For reference we'll provide an example of SFS setup for three nodes, one of which is the central node running the sync daemon.
On all nodes, we'll refer to:
- the storage containing the real data as
/mnt/data
- the batches directory as
/mnt/batches
, and/mnt/batches/tmp
for temporary batches - the FUSE mountpoint as
/mnt/fuse
- the SFS user as
sfs
Therefore we'll create the above dirs for our deployment:
# mkdir -p /mnt/data /mnt/batches/tmp /mnt/fuse
# chown sfs /mnt/data /mnt/batches /mnt/batches/tmp /mnt/fuse
It is preferable that batches are in the same filesystem of the original data, so that if batch files cannot be written due to full disk space, neither the data files can be written. SFS will not prevent the data from being written if batches cannot be written.
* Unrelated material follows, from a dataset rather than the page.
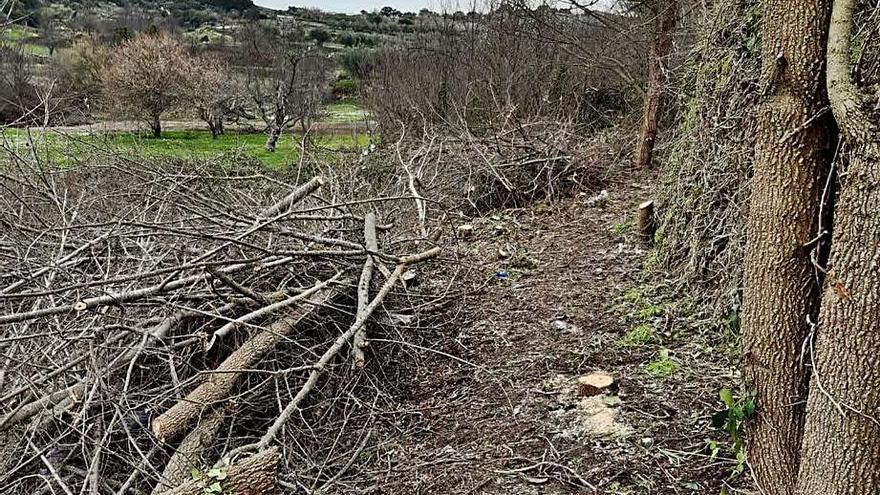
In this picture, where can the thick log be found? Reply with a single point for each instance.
(173, 422)
(191, 452)
(254, 475)
(359, 341)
However SFS will log to syslog which file names should have been written to batches. Beware, this may fill up your logs without proper rotation.
We call the nodes node1
, node2
and node3
. The node1
is the one that will be running the sync daemon.
Note: running the sync daemon on a single node is not a SPOF. The sync daemon can be run on any other node if the failure is permanent. Given the replication system is asynchronous, a crash of the sync daemon is acceptable, as long as you have enough disk space and inodes to hold batch files until the sync daemon comes back up.
- Linux kernel >= 2.6.26
- FUSE >= 2.8.1
- rsync >= 3.1.0
- ntpd is recommended
It's been tested on Debian squeeze, wheezy and jessie. For Debian squeeze and wheezy there's no backport of rsync 3.1.0, our approach was to simply create a jessie chroot with the rsync 3.1.0 binary.
The following steps are assumed to run on Debian jessie, but the same steps may be adapted to any other Linux distribution.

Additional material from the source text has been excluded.